Sunday, May 4, 2014

Cash or Credit?

     When you arrive to Philly, a whole new world of museums, shopping, and dining opens in front of you. But to fulfill all your plans you need to be ready financially. If you have enough cash, you are probably covered. But is it safe to always carry $100, $200 on you being prepared to buy something in case of emergency?
And let's face the reality, America is a debit/credit card country. You can pay with card almost everywhere, even the cab. An amazing thing is that you can even leave tip from your card by writing a number on a check. And if you go out with a big party, the waiter will (maybe not always easily especially because of your foreigner English) split the check by 6, 8, 10 parts and then put 2 parts for couples and 1 part for singles. Sooner or later you will need a card.
      If you decide to have a debit card, you need to open an account in a bank. To open an account without Social Security Number or without a job is not easy, and there are a lot more documents to be provided. But don't worry, after all you are an expat wife and you came here because of your husband, so go to the bank together and add your name to his account so you can have a joint account (side plus: from that moment on, you will have access to all his money) ;-). In order to have a joint account you just need to provide your home passport. The very same day you can have a temporary card while they will mail the permanent to your address. To use the card you might need some kind of identification. If you still don't have any American ID (you can read how to get one in our post "Your ID Please"), you should carry your passport with you. Or you can use debit card customizing option offered now by many banks. As I did, you can put your picture on it. Of course, it's not an official ID, but it will work most of the times (as a matter of fact, they never ask my ID for this card).

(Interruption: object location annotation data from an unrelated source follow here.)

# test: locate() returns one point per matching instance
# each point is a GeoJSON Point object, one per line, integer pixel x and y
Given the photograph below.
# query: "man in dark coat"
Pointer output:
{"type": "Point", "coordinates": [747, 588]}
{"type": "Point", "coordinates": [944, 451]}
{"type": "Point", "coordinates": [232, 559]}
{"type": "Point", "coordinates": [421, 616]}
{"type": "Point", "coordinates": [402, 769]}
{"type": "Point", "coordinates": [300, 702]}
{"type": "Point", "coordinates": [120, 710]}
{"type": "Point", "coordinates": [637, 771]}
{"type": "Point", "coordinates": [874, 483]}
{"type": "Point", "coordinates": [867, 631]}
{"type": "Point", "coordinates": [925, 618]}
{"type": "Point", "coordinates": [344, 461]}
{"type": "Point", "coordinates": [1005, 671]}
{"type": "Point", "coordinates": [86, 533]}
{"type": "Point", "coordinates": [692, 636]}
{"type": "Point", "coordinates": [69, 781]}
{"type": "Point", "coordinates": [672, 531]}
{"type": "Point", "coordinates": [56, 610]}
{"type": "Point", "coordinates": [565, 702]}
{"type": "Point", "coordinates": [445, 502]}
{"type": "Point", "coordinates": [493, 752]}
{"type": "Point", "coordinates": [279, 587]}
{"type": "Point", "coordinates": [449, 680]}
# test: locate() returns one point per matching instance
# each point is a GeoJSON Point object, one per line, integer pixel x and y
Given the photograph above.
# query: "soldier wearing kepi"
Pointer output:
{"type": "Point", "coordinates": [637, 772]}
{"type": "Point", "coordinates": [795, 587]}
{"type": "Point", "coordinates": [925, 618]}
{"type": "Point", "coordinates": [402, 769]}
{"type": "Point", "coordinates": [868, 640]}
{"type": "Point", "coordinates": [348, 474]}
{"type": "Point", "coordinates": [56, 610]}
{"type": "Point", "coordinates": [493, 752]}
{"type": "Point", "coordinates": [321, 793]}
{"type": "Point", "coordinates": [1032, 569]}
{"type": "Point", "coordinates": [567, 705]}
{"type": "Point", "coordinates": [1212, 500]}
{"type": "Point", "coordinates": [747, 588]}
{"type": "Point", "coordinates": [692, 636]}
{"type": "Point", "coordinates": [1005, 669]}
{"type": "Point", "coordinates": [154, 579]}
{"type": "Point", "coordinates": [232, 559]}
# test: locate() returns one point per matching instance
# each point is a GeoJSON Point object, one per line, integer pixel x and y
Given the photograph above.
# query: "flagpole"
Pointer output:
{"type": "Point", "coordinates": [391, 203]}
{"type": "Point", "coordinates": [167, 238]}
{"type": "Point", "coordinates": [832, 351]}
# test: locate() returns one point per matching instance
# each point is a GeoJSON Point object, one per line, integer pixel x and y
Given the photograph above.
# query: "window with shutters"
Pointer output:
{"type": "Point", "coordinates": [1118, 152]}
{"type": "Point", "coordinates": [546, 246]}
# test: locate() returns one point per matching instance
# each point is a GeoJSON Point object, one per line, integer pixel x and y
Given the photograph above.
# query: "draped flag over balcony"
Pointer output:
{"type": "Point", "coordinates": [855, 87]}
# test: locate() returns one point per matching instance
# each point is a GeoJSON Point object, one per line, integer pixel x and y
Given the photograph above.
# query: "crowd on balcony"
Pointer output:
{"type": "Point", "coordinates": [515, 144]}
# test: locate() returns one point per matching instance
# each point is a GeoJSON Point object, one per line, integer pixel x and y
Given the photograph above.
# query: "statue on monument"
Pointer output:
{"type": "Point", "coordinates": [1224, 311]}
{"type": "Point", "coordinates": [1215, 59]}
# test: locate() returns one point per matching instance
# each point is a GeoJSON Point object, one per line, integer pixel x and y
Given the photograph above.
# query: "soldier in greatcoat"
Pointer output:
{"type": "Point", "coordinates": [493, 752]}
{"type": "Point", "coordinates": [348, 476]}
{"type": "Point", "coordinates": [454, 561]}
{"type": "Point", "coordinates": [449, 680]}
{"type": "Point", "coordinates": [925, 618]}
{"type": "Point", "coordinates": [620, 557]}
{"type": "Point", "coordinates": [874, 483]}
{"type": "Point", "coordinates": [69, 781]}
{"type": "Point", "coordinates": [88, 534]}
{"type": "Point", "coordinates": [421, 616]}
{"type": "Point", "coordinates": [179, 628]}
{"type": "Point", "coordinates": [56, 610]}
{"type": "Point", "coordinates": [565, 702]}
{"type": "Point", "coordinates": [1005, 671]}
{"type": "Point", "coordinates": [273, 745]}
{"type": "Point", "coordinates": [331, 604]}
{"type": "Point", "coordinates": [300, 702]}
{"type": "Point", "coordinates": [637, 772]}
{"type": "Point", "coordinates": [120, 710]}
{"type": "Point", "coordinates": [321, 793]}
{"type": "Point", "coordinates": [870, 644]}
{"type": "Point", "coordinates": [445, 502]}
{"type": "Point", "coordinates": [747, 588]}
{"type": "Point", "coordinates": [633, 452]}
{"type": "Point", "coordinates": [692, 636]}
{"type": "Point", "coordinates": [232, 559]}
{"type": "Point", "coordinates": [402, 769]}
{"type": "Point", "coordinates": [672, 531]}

     Next step is a credit card. If you are here for some time, you have probably heard expressions like credit score and credit history. If you have long terms plans here in U.S., you better start building your credit history. In Russia it was easy, if you have a good salary, you never had credit and you don't have any pending debt, you could easily get car credit or mortgage, because you are "clean". Instead here, you can expect only minimum amount for the first-time credit. Anyway, as soon as you get a job, you can try to apply for "simple" credit card. Many institutions have cards that allow to re-build or start a credit history. By saying "simple", I mean that some credit cards are easier to get than others. Credit cards normally provide to the consumers several bonuses (like cash back, rewards points, airfare miles, etc.) the better, more tempting and greater are the rewards, the higher are the requirements for the applicant. For example, it's hard to get an American Express or miles rewards credit card from your airline (i.e. US Airways, Delta, etc). Most of credit cards application can be done on the institution website, and the decision time may vary: for basic cards it can be few minutes, for harder ones you'll get an answer by mail in several days . Never apply for several credit cards at once: when your credit-ability is being checked by more than one bank at the same time, it means that your shopping for credit because you need it and that might not be good for your application. Also, when requesting a credit card, your credit score is checked: every inquiry reduces your credit score a bit.
     In case your application is rejected, there is a way: secured credit card. You basically deposit your own money in a credit institution and they issue to you a guaranteed credit card. As soon as you got your first credit card, manage it carefully and use only 1/3 of your available credit. 1/3 of your credit is a recommended utilization ratio in order to build a good credit history. And yes, credit cards issued by shopping retailers, as Macy's, Bloomingdale and many others, may seem "simple" to get, because they are offered every time you do shopping, but they are very poor credit cards, with extremely high interest rates, and you definitely don't want them to build your own credit history. The length of your line of credit is a major factor in your credit score: you should never cancel your older credit card. That is why the choice of your first credit card is extremely important. You don't want to go for a "shopping" one. Anyway, when you start using your very own credit card every month and pay it every month on time, this should allow your credit score to improve and therefore, even if you started with little credit limit this should increase over time. Little tips: set the payment of recurring bills on your card, for example your phone bill, and set up automatic payments of your balance, they both look good for your credit history. As a matter of fact, after using my first credit card just for several months my credit score improved and without asking I got a limit increase; and bunch of other credit card companies started to mail their applications to my home address, including the more rewarding cards I wished before. So now when we are thinking about mortgage, me and my husband, both having a good credit score, can apply with joint income and have stronger application. 
     Finally, coming back to our cash/debit discussion, there are still places where you can pay only cash or there is a card minimum , but don't worry, we're in America, no merchant wants to loose your business: in these places you will definitely find ATM either near or even inside of the store, salon, etc. Only remember about tolls, if you drive a car and don't have EZpass, you can pay only cash!!! If you don't have any you will need to wait for an officer, who will issue you a ticket and you pay later online or with a check. So my advise is: get a card and carry $20 cash.